3.4 Count of Smaller Numbers After Self Python

class Solution(object):
    def countSmaller(self, nums):
        def sort(enum):
            half = len(enum) / 2
            if half:
                left, right = sort(enum[:half]), sort(enum[half:])
                for i in range(len(enum))[::-1]:
                    if not right or left and left[-1][1] > right[-1][1]:
                        smaller[left[-1][0]] += len(right)

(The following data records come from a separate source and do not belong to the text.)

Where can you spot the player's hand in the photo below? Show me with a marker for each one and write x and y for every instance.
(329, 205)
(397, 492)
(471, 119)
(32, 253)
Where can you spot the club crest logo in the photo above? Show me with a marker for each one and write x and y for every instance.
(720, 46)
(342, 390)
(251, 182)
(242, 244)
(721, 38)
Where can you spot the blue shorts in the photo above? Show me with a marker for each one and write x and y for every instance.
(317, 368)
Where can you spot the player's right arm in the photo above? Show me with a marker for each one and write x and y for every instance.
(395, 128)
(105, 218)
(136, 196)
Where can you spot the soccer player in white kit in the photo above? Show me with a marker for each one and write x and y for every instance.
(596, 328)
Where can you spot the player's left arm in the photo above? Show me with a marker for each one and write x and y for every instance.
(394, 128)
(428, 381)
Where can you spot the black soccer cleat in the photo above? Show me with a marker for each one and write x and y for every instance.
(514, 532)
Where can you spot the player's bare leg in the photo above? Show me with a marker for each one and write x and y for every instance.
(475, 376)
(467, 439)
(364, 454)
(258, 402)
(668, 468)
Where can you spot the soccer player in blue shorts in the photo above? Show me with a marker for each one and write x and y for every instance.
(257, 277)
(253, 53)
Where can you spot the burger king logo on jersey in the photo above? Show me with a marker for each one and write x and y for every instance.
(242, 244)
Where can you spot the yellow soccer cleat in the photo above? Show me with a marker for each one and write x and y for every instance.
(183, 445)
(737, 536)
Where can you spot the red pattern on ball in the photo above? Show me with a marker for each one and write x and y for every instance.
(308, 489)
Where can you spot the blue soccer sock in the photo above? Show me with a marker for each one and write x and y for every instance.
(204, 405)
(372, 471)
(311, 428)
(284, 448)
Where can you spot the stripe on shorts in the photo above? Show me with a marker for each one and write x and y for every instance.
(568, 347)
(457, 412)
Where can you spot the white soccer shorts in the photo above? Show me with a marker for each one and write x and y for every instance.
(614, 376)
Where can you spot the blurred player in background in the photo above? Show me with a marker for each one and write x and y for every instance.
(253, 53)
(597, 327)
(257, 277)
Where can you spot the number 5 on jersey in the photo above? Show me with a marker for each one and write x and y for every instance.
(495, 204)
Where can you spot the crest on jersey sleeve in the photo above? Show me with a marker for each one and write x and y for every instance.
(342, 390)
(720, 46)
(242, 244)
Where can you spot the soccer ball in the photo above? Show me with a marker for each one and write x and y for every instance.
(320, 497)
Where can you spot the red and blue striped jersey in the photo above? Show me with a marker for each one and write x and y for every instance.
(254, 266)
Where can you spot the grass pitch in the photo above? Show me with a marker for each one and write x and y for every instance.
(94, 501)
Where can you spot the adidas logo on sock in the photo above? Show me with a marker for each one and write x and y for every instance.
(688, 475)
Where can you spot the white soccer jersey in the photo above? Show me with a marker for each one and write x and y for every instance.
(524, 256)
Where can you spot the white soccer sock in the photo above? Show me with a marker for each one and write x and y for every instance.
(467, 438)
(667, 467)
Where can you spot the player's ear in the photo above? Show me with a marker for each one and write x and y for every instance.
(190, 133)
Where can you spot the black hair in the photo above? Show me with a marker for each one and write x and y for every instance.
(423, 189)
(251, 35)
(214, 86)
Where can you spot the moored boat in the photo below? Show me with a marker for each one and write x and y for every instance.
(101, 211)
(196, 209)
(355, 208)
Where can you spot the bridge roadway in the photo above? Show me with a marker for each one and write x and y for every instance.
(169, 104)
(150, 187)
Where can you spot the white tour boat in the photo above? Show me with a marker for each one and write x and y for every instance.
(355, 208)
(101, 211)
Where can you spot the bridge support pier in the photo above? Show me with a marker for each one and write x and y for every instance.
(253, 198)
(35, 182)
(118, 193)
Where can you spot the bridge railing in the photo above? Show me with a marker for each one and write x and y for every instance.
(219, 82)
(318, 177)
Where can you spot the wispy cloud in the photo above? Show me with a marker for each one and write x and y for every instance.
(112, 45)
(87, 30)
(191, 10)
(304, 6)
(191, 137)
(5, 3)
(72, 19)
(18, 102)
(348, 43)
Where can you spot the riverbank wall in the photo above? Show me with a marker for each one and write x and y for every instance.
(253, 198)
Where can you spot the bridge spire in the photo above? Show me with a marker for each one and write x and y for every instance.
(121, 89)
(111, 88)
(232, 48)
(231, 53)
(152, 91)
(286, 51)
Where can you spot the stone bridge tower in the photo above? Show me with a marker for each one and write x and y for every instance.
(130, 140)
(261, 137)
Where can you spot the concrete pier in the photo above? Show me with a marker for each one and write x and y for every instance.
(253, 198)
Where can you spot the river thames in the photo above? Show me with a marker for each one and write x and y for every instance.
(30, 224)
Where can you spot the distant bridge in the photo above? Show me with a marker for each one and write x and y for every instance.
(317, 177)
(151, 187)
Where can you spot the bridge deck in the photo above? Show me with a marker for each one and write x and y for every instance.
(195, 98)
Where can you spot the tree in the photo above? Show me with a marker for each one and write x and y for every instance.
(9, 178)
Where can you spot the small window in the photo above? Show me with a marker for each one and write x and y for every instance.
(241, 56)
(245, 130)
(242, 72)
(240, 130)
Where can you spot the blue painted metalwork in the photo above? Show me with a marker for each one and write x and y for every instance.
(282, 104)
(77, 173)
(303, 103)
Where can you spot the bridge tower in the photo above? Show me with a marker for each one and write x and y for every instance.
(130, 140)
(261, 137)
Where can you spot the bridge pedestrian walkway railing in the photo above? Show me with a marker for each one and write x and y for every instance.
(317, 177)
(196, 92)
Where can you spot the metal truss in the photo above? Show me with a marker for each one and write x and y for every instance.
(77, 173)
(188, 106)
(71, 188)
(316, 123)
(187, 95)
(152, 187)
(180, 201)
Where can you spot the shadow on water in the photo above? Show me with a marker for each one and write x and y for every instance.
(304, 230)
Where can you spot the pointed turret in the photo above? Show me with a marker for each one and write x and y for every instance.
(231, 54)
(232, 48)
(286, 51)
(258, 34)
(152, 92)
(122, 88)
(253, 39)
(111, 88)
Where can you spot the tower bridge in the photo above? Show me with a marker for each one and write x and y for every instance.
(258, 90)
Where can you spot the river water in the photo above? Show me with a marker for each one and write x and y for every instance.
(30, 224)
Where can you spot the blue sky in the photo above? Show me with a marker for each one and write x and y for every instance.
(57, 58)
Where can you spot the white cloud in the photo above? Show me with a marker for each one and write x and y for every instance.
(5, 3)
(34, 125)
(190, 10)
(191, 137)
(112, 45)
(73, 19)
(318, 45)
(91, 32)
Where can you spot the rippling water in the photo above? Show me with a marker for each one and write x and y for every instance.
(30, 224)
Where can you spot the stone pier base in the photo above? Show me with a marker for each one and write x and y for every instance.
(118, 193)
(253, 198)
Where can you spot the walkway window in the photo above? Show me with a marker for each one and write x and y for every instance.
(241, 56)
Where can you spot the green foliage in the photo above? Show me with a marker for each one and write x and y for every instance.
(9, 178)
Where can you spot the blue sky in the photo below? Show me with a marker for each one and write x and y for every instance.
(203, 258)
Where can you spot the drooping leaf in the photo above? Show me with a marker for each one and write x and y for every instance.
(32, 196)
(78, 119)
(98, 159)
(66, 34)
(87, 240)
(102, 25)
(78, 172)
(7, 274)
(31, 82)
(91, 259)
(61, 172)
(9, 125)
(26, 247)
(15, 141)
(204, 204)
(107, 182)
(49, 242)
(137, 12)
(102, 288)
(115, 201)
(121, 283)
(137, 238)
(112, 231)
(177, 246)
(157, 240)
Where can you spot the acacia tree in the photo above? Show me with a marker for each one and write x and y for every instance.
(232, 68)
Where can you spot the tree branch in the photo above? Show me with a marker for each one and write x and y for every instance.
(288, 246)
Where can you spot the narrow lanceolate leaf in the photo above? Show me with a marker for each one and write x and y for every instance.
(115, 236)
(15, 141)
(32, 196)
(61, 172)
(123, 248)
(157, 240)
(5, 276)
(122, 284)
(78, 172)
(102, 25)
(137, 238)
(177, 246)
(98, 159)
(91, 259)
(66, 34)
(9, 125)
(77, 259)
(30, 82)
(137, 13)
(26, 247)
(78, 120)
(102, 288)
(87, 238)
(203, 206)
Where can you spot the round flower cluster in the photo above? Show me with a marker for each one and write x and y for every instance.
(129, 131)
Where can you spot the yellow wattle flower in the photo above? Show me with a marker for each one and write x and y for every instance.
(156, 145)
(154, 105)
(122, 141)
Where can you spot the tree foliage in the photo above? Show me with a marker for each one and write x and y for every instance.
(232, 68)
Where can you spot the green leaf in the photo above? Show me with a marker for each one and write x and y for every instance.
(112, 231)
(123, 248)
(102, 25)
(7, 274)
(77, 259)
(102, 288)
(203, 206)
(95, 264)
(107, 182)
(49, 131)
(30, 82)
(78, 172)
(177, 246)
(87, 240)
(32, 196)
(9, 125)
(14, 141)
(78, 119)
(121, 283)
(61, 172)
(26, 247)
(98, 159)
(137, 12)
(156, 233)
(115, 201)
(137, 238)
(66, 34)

                        enum[i] = left.pop()
                    else:
                        enum[i] = right.pop()
            return enum
        smaller = [0] * len(nums)
        sort(list(enumerate(nums)))
        return smaller

4. Time and Space Complexity

Time ComplexitySpace Complexity
C++O(n log n)O(n)
JavaO(n log n)O(n)
JavaScriptO(n2)O(n)
PythonO(n log n)O(n)
  • C++ and Python use the Merge Sort approach, which is efficient with O(n log n) time complexity.

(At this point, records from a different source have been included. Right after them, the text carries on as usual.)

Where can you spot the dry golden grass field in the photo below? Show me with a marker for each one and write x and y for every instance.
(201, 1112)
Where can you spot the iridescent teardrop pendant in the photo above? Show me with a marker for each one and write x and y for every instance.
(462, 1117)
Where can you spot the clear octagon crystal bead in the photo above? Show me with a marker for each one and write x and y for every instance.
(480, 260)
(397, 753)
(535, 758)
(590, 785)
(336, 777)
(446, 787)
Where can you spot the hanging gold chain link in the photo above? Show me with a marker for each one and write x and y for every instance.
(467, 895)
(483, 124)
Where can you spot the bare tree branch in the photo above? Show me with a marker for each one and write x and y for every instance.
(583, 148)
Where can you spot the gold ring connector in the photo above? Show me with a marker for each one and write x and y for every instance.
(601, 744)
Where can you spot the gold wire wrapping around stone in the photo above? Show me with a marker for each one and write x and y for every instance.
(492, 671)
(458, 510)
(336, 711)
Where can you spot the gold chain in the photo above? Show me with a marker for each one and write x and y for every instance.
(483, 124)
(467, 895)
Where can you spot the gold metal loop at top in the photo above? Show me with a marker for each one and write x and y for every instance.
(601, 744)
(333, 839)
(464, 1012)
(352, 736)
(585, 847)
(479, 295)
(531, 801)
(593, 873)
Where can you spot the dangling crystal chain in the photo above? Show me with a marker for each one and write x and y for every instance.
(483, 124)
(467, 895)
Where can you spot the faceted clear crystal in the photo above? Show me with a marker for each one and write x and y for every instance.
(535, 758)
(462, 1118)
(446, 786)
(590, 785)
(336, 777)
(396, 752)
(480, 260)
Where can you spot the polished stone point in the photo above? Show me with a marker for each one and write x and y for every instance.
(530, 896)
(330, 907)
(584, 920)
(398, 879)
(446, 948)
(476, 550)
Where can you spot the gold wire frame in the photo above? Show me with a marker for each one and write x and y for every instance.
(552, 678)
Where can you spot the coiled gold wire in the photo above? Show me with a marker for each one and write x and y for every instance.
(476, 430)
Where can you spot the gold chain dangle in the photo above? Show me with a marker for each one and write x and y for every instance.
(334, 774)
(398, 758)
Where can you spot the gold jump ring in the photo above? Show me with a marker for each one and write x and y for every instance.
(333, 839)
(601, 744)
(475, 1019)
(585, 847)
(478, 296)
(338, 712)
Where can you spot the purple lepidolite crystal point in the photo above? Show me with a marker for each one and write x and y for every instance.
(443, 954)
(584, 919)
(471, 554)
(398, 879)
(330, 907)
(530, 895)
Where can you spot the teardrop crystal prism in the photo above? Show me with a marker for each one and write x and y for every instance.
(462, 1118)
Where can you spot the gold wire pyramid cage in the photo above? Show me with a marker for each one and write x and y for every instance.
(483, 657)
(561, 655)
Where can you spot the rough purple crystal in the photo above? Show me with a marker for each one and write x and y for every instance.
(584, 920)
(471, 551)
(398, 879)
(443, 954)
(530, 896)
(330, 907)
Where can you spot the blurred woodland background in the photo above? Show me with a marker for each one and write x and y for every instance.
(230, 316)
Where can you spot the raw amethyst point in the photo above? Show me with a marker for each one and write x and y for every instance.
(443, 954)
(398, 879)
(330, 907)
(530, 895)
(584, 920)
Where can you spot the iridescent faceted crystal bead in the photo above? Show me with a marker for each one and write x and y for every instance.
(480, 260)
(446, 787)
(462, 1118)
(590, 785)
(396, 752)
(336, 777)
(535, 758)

  • Java uses a Binary Search Tree, which also achieves O(n log n) on average but may degrade to O(n^2) in the worst case if the tree becomes unbalanced.
  • JavaScript uses a Modified Binary Search with insertion into a sorted array, which is less efficient with O(n^2) time complexity due to the cost of maintaining the sorted array.
  • All implementations require O(n) space for auxiliary data structures (temporary arrays, trees, or sorted lists).